Peruvian politician and a Congressman

Richard Frank Acuña Núñez (born 18 September 1984) is a Peruvian politician and a former Congressman representing La Libertad between 2011 and 2019. He was elected first in the 2011 elections and was re-elected in 2016.

== Biography ==
He ran for the Congress of the Republic in the 2011 elections, representing the La Libertad Region and was elected deputy representing the "Alliance for the Great Change", being the second most voted candidate in his region, with a total of 74,789 votes.

During his first term, he was president of the Commission for Decentralization, Regionalization, Local Governments and Modernization of State Management and of the Youth Subcommittee, belonging to the Commission for Education, Youth and Sports. In addition, he was a member of the Budget and General Account commissions of the Republic; Agrarian; Science, innovation and technology; Culture and Cultural Heritage; Education, Youth and Sports; as well as the Labor and Social Security Commission.

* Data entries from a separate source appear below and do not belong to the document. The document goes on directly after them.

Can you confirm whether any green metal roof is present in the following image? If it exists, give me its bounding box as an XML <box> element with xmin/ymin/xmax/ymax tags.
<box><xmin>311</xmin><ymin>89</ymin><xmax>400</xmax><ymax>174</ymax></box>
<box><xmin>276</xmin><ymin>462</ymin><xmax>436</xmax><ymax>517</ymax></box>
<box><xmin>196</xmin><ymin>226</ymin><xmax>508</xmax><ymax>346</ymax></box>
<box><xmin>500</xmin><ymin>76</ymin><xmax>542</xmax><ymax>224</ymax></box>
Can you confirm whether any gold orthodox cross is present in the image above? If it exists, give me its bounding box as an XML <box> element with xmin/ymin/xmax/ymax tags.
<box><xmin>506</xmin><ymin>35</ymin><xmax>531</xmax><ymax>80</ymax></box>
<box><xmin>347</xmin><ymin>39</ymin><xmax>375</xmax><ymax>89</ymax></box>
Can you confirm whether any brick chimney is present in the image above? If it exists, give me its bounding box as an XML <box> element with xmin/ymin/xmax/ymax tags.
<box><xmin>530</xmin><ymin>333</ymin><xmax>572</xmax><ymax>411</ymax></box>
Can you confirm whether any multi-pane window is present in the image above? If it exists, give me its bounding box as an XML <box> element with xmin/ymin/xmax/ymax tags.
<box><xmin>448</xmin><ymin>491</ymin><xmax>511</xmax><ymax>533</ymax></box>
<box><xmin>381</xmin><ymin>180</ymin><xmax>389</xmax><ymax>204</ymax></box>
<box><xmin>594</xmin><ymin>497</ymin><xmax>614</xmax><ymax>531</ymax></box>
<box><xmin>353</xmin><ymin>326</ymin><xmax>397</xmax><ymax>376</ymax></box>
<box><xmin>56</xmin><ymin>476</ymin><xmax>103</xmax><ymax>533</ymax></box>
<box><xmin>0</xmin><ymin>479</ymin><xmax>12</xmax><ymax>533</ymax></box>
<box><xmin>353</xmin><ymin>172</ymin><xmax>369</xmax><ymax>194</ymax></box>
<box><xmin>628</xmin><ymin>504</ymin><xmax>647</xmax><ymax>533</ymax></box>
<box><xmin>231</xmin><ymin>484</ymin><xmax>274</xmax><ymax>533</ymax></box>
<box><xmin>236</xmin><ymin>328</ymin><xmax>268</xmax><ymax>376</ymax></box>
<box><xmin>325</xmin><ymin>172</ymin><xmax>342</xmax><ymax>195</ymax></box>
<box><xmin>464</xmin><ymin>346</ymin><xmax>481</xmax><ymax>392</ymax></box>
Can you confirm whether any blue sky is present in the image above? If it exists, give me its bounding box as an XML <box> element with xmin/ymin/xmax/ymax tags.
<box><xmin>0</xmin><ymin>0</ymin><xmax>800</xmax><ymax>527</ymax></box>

In 2016, he ran again for the Congress of the Republic for the national political party Alianza Para el Progreso (APP). By a wide margin, he was the most voted deputy in the department of La Libertad. He was Second Vice President of the board of directors of the National Parliament for the Annual Period of Sessions 2017–2018, the same position he held during the period 2016 – 2017. After the dissolution of Congress decreed by President Vizcarra, his congressional position passed until 30 September 2019.